Task 15 — Persistent (functional) deque with O(1) operations¶
Implement a persistent deque where every operation returns a new version, and old versions remain accessible. Use two stacks with lazy rebalance, returning structurally-shared instances.
This is a deep task — full Kaplan-Tarjan is out of scope. Aim for the simpler amortised persistent deque (Okasaki) using two banker's queues back-to-back.
Python sketch¶
from dataclasses import dataclass
from typing import Generic, TypeVar
T = TypeVar("T")
@dataclass(frozen=True)
class PersistentDeque(Generic[T]):
front: tuple[T, ...]
back: tuple[T, ...]
# Conceptual order: front (left-to-right) + reversed(back)
def push_front(self, x: T) -> "PersistentDeque[T]":
return PersistentDeque(front=(x,) + self.front, back=self.back)
def push_back(self, x: T) -> "PersistentDeque[T]":
return PersistentDeque(front=self.front, back=(x,) + self.back)

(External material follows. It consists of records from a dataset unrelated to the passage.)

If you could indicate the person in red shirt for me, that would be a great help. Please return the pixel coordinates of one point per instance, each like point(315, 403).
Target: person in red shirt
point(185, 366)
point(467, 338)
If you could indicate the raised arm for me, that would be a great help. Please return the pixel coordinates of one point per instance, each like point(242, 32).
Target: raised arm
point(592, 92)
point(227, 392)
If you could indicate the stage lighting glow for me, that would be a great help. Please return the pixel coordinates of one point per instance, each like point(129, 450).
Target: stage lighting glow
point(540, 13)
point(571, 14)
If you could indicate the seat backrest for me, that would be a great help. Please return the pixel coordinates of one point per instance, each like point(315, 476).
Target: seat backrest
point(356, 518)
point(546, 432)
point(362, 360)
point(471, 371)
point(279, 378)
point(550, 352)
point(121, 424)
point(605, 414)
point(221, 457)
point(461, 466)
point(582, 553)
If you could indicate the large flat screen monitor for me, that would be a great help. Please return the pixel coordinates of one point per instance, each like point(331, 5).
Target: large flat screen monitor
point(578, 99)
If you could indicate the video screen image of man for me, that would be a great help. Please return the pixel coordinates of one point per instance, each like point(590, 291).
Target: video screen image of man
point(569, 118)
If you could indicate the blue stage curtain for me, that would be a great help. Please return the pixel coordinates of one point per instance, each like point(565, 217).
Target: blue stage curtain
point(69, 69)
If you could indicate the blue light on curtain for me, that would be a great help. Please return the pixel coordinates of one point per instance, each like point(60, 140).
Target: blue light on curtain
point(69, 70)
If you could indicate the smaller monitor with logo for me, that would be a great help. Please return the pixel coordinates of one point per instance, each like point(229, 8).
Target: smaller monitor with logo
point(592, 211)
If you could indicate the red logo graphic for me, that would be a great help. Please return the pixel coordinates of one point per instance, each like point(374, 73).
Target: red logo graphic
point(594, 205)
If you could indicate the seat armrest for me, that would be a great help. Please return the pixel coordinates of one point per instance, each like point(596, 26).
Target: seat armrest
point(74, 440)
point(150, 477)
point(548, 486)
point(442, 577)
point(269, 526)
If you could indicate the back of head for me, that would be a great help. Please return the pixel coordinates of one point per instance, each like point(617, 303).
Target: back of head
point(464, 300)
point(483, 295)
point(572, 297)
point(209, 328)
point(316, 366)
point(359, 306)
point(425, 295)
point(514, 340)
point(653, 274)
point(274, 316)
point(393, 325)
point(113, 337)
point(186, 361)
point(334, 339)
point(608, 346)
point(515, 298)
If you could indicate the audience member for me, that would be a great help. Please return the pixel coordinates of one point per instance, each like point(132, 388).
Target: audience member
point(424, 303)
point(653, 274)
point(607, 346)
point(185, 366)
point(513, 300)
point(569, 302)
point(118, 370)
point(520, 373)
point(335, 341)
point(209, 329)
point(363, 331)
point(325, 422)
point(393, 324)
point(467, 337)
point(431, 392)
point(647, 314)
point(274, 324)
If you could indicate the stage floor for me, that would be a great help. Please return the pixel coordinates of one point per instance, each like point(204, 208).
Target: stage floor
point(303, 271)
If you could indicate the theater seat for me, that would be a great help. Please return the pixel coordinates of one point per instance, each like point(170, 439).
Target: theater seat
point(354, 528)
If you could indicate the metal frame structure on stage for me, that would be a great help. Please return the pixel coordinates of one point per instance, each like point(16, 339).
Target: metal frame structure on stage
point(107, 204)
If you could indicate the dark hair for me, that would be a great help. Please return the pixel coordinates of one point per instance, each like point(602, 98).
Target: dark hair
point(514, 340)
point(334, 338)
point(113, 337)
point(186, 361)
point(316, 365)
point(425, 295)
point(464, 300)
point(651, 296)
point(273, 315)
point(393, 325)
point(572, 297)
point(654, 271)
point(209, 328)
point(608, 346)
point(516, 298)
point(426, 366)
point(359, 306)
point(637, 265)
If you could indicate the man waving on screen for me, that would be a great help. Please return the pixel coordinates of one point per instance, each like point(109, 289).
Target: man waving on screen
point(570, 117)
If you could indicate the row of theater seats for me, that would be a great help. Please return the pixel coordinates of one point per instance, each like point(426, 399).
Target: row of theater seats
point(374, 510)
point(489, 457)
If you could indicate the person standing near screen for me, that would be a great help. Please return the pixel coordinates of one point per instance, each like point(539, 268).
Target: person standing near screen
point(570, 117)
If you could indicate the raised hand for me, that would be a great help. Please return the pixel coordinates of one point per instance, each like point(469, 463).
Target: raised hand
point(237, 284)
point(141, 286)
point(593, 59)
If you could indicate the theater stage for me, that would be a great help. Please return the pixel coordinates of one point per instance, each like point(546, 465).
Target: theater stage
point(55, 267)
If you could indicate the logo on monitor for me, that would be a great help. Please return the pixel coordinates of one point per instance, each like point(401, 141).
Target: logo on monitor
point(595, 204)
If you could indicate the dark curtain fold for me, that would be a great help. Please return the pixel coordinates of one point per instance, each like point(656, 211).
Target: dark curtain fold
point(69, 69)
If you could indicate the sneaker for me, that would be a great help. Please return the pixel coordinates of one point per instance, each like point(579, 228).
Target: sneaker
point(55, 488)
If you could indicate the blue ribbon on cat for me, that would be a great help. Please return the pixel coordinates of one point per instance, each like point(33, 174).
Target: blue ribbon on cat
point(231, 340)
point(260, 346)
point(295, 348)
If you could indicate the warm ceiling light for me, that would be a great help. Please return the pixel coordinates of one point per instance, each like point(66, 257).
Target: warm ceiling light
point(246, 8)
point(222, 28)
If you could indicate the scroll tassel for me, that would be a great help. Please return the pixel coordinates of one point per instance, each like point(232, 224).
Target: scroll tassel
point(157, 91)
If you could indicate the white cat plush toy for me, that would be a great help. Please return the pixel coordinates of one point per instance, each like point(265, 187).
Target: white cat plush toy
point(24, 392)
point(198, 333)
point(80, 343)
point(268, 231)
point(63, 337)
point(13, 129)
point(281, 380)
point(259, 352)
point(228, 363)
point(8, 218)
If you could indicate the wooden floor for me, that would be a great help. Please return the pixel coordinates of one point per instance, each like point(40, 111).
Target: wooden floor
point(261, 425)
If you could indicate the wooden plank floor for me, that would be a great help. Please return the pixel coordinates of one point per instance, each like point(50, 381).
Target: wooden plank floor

def pop_front(self) -> tuple[T, "PersistentDeque[T]"]:
if not self.front:
if not self.back:
raise IndexError("empty")
return self.back[-1], PersistentDeque(front=tuple(reversed(self.back[:-1])), back=())
return self.front[0], PersistentDeque(front=self.front[1:], back=self.back)
def pop_back(self) -> tuple[T, "PersistentDeque[T]"]:
if not self.back:
if not self.front:
raise IndexError("empty")
return self.front[-1], PersistentDeque(front=(), back=tuple(reversed(self.front[:-1])))
return self.back[0], PersistentDeque(front=self.front, back=self.back[1:])
(Go and Java translations are straightforward but verbose because they lack persistent collection libraries by default.)
Complexity: O(1) per operation in the common case, O(n) on the rebalance. Amortised O(1) with the "credit on each push" argument. Each prior version is still accessible.
Test case: push 1, 2, 3 to back, save the version; pop front from the saved version twice; original three-element version must still work.
Benchmark Task¶
Compare your ring buffer, LinkedList-based deque, and the language's built-in deque on a mixed workload of 1M operations alternating pushBack, pushFront, popFront, popBack. Record mean and p99 latency per operation.
See
middle.md"Performance Comparison" section for ready-to-run benchmark code in all three languages. Run it. Expect ring buffer to be ~5-10x faster than the doubly-linked variant.
Reporting format:
| Impl | Mean ns/op | P99 ns/op | Memory (MB) |
|---|---|---|---|
| Ring buffer (yours) | |||
| Built-in (deque/ArrayDeque) | |||
| LinkedList |
Submit results, hardware spec (CPU model, cache sizes), and a one-paragraph analysis of which implementation won and why.